Armut, soziale Desintegration, Einsamkeit, Trostlosigkeit. Nur Mitmenschlichkeit kann die psychosozialen Folgen der Armut lindern.

Armut ist in den Medien ein Thema. Regelmässig wird über die Armut berichtet, im TV werden arme Leute und ihre Schicksale vorgestellt.
Armut hat psychosoziale Ursachen. In der Schweiz sind die meisten armen Menschen materiell gesichert. Kinder die nichts zu essen haben und kranke Menschen, die in ungeheizten Wohnungen erfrieren, gibt es (noch) nicht.
Krankheit und Armut hängen zusammen. Viele arme Menschen werden unverschuldeterweise krank und sitzen einsam zu Hause. Die Krankheit schränkt ihren Bewegungsradius ein und schliesst sie aus dem sozialen Leben aus.
Wer krank ist, der kann sich nicht mehr selber helfen. Er ist zur Untätigkeit und zum Elend verdammt. Das Schweizer Sozialwesen ist nicht für den Umgang mit kranken und einsamen Menschen gerüstet. Diese kommen zu kurz und müssen ein menschenunwürdiges Leben fristen.

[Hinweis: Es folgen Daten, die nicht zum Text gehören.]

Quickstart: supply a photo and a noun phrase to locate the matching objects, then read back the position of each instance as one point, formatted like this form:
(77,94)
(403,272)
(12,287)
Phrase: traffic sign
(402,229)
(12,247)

Als das Soziale Netz geknüpft wurde, war es unvorstellbar das eines Tages die Menschen aus ihrer Umwelt und Familien herausfallen könnten. Versuche mit der ambulanten Betreuung von Psychiatrie Patienten und Bedürftige sind eine gute Sache. Aber keine ambulante Betreuung ersetzt das verlorene soziale Umfeld.
Kranke und einsame Menschen melden sich nicht mehr zu Worte, sie habe ihre Stimmen verloren.
Die neue Armut, die in den letzten Jahren entstanden ist, betrifft Menschen, die ihren sozialen Status und ihre Arbeit verloren haben. Akademiker und Facharbeiter, die nach dem fünfzigsten Lebensjahr ihre Arbeit verloren und keine Neue gefunden haben, sind die typischen Absteiger.
Diese neue soziale Schicht, das Prekariat beklagt lautstark ihr Schicksal. Der Verlust von Erwerb und Ansehen ist ein psychosozialer Schock, der nicht ohne Weiteres zu verkraften ist.
Der Perkariarer kann sich selber nicht helfen. Kraft seines ehemaligen Status konnte er am Wohlstand teilnehmen und sich alle Güter und Dienstleistungen kaufen.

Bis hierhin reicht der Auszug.